Francesca Procaccini has joined the Vanderbilt faculty as an assistant professor of law.
Her appointment was announced by Dean Chris Guthrie.
Procaccini was a Climenko Fellow at Harvard Law School from 2020 to 2022, where her research focused on political rights and the courts. She also served a two-year fellowship with the Yale Law School Information Society Project, where her research focused on modern applications of First Amendment law to digital political speech and where she supervised students in the Media Freedom and Information Access Clinic. At Yale Law, she also served for two years as a lecturer in law, co-teaching a course in The Roberts Court and Freedom of Speech.
“Francesca Procaccini is an experienced litigator and gifted scholar whom we are lucky to have recruited to Vanderbilt.

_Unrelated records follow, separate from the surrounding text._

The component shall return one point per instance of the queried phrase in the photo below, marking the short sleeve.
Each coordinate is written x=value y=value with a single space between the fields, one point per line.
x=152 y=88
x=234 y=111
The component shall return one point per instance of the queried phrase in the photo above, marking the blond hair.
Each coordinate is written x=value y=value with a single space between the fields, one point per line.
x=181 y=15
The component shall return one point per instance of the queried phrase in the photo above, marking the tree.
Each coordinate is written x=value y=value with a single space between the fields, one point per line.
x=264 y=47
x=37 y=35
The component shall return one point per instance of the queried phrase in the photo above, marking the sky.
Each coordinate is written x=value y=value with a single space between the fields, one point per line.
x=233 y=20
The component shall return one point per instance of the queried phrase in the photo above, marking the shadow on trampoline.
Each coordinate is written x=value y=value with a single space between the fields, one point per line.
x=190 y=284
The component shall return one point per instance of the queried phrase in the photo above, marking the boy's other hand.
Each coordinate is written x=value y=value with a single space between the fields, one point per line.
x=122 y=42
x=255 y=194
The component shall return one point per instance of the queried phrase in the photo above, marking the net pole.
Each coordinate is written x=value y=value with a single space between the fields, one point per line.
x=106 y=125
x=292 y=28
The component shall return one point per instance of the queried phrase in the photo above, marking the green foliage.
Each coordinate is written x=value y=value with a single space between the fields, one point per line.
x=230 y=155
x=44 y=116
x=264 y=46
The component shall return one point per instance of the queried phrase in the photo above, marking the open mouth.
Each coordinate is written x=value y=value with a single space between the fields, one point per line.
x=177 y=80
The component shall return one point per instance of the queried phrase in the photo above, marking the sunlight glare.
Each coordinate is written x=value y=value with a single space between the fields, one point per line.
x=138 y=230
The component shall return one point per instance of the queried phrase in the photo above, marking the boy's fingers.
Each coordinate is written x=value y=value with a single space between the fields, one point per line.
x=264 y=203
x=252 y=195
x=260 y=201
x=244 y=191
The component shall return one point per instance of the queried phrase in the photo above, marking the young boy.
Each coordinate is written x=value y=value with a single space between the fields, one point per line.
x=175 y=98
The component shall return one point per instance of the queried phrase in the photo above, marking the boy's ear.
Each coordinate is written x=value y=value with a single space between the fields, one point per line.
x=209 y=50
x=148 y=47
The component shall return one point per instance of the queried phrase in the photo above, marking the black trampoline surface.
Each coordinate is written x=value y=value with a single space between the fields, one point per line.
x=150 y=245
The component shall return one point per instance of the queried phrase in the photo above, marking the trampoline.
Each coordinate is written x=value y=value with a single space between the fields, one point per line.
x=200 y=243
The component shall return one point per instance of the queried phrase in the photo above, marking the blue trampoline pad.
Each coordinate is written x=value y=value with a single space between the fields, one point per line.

She has already demonstrated great promise as a scholar and teacher,” Guthrie said.
Before entering the legal academy, Procaccini worked in the Civil Rights Division of the U.S. Department of Justice for three years. She was a legal fellow in the White House Counsel’s Office in 2013.
Procaccini earned her law degree cum laude at Harvard Law School, where she was executive editor of the Harvard Law and Policy Review and articles editor of the Harvard Civil Rights-Civil Liberties Law Review. She is a Phi Beta Kappa graduate of Barnard College, where she studied political science and received the Speranza Price for Excellence in Italian Studies.
After law school, she was a law clerk for Judge Jerome Farris, then of the U.S. Court of Appeal for the Ninth Circuit.
Her scholarly articles include “Equal Speech Protection,” published in the Virginia Law Review in 2022, and “Reconstructing State Republicans,” which appeared in the Fordham Law Review in 2021. Her article, “(E)racing Speech in School,” is forthcoming in the Harvard Civil Rights-Civil Liberties Law Review. She has also worked as a contributor for Lawfare, written a piece on the legacy of Justice Ruth Bader Ginsberg for The Atlantic, and published an article on political gerrymandering in the Maryland Bar Journal.
“Vanderbilt Law brings a uniquely bright, diverse and inspired body of future lawyers together, and I am excited to be here to help steer these future change-makers and advocates,” Procaccini said.
At Vanderbilt, she will teach Constitutional Law and Federal Courts.